2)      Brown Sugar – The Rolling Stones
 
Another family wedding, birthday, bar mitzvah disco song, doing the Mick Jagger hands-on-hips and exaggerated clapping. It’s the song I think I most associate with my Mum, although I could equally have chosen Alright Now by Free or All or Nothing by The Small Faces, but it’s also just one of the greatest bits of rock’n’roll music. You can’t sit still listening to it.
 
3)      Some Might Say - Oasis
 
In Our Price with two of my friends just before my 14th birthday, we used to by each other singles as we were poor teenagers, too young to work and too frivolous to save up pocket money. I chose two: Michelle Gayle – Sweetness and this. For some reason, my head had been filled with chart pap, I’d been buying some awful stuff with my pocket money for years and I didn’t seem to have the friends or influence to via off into the right path, until I heard Some Might Say on the radio. I think possibly the opening bars are quite reminiscent of Status Quo bar chords so that may have turned my head, I’m not sure, but it was a game changer.
 
4)      The Chad who loved me – Mansun
 
The James Bond Theme that never was (although that was never likely when the name was a complete rip-off), I can vividly remember going and buying this, riding down to town straight from school. It was March ’97 so I was preparing for my GCSE’s and was out the back of the house on the sole computer we had and I think I must have played it a good three times but whenever the strings come in at the beginning it takes me back to then and as the sunset in the patio doors behind me and dark descended I must have pressed play again.
 
5)      You do something to me – Paul Weller
 
The wife and I’s first dance, played by the band we had, so not this version, but it will forever be our first song and I will be transported back to that weekend in May, two of the best days of my life, where I married the best thing ever to happen to me.
 
6)      Dear Friends – Elbow
 
If I’m stranded on a desert island with just these eight songs, the bible (good for starting a fire) the complete works of Shakespeare (think I’d get a bit bored after a couple of plays and maybe a sonnet or two) and a luxury item, they will have to be bits of home and things that make me happy to keep me sane and my best friends have definitely done that over the years.  The first line “You are angels and drunks, you are magi” pretty much sums them up, and I always think of them when I hear it.
 
7)      Tap at my Window – Laura Marling
 
“He taps at my window, willing that I let him in…..”

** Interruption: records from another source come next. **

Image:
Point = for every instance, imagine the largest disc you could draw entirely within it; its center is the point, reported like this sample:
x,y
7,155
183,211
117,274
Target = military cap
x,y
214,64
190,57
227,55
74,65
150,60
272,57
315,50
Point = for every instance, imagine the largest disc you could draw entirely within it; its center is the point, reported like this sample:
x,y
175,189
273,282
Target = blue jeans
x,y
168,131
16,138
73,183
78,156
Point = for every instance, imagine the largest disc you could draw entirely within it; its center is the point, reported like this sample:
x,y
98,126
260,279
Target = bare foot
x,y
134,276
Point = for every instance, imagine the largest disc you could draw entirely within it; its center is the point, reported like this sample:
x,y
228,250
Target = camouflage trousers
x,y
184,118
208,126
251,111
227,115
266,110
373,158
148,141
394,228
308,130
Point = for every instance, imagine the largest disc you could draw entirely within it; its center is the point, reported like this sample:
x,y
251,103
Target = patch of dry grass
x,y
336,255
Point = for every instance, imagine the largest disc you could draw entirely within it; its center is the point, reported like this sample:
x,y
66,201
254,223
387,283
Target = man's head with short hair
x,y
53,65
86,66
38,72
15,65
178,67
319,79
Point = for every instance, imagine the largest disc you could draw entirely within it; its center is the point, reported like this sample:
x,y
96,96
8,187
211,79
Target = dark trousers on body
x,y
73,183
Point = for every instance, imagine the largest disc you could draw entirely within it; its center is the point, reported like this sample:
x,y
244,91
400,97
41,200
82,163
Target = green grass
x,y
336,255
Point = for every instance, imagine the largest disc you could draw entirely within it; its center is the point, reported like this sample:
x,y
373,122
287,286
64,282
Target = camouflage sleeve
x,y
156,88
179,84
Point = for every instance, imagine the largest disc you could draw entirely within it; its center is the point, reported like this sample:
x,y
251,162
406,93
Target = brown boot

When I first started seeing the girl that is now my wife, she lived in a basement flat below a terraced house. I had recently heard the third record by Laura Marling that summer before and I had fallen under the spell of this amazing voice that invokes and pays homage to the greats, most notably Joni Mitchell. There was a fair amount of record collection comparison those first few months and Laura’s first was a particular favourite of hers and it was played a lot in that flat. This song became to mean a huge amount to us, mainly because when I’d finished a shift and closed the pub I was a duty manager at, I would go back to hers and have to knock at the window at street level for her to let me in.
 
8)      In my life – The Beatles
 
As Mr G said himself on the programme, you have to have something by the greatest band of all time. A band that have been with me my entire life, from, as my Mum told me, sitting in the pushchair singing a long whilst in the town centre when I was very small, to considering something to be used on the CD we gave to the Registry Office. As it happened we didn’t use anything by them, but my choice was this, In my Life, as it encapsulated everything I wanted that day to mean, not just about my wife, but my family and friends. It isn’t necessarily my favourite Beatles song, but then there are so many to choose from.
 
These songs could be different in a few years’ time. They were probably different a few years ago.
It all depends where are you now, where you were at the time and where you might be.